錬義、凶竜の姫様を想う
初めて出会った時、凶竜の姫様は錬義を激しく攻撃した。攻撃衝動を隠すこともなくぶつけてきた。けれど、錬義を<厄介な相手>だと悟ると、躊躇なくその場から逃走した。
<凶竜>は、よほど自身の状態が悪くなったりでもしない限りは人間を前にして逃げたりはしない。ひたすら殺そうと襲い掛かってくる。それだけだ。
なのに彼女は逃げた。これはつまり、彼女自身は<凶竜>ではないという決定的な証拠なのだ。
しかし同時に、彼女の攻撃性の高さは錬義にとってさえ油断ならないものでもある。
人間から見れば彼女は間違いなく危険な存在であることもまた事実。
彼からもらった陸イグアナ竜の肉を食べきった彼女は、さらに食べるものをよこせと言わんばかりにじりじりと彼に迫った。が、残念なことに錬義が手にしていた陸イグアナ竜はすでにほとんど骨と化している。いるが、
「食べる?」
と差し出すと、凶竜の姫様はその骨すらバリバリと貪った。骨に残ったわずかな肉の味を堪能するためかもしれない。
こうして完全になにもなくなると、今度は彼の匂いをふんふんと嗅ぎ始める。彼まで食べようというのだろうか?
「……」
けれど彼女は、一応は満足したのかスッと立ち上がり、彼の方に視線を向けたままではあるものの、警戒しつつはあるものの、じりじりと後ろに下がって闇の中へと消えていった。
やがて完全に気配が消えると、錬義は自分の手を見た。そこには汗がじっとりとにじんでいた。彼も緊張していたのだ。もし彼女が襲い掛かってきた時には、自身の全力をもって迎え撃たなければいけないと。
なのに彼女は襲ってはこなかった。それが何を意味するのか今のところは分からない。普通に腹が膨れて満足したのか、それとも他に何か狙いがあるのか。

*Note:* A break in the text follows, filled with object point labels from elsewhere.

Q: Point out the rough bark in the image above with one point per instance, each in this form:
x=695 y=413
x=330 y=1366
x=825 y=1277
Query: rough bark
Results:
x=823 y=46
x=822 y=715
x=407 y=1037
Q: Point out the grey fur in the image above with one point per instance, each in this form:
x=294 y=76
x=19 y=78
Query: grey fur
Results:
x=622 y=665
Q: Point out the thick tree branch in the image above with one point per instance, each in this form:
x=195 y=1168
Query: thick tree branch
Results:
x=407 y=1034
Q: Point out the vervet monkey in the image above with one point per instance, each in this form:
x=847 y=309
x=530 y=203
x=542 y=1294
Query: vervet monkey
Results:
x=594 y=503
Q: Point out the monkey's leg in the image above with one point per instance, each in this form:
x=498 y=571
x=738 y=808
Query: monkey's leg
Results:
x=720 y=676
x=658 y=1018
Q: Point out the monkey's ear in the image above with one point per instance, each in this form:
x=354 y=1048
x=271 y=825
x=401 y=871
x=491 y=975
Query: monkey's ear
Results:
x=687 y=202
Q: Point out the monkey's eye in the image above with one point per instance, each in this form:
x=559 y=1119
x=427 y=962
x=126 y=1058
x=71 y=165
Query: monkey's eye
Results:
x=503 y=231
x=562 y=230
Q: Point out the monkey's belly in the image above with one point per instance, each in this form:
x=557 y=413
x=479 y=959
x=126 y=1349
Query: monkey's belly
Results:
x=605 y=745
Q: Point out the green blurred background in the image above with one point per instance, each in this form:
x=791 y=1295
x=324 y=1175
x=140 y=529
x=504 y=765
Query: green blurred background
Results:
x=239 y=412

だがそれはどちらでもいい。錬義にとってはどちらでもよかった。
「いい……彼女はやっぱり素敵だ……」
改めてそう口にして、満面の笑みを浮かべる。体は死の危険に備えて緊張していたというのに、彼の精神は彼女への想いに満たされていたのだ。
「ブーン……」
そんな彼の様子に、ミネルバが『やれやれ……』とでも言いたげにまたプロペラを回転させた。
その後は、凶竜の姫様にラーメンも喰われ陸イグアナ竜も半分以上喰われてしまって必ずしも十分に満たされたわけではなかったものの、彼女との一時を過ごせて腹の代わりに胸が満たされたことで、錬義は満足して寝ることができた。
『ラーメンはあと五食か……それまでにもうちょっと仲良くできるかな……』
夢うつつでそんなことを考えながら。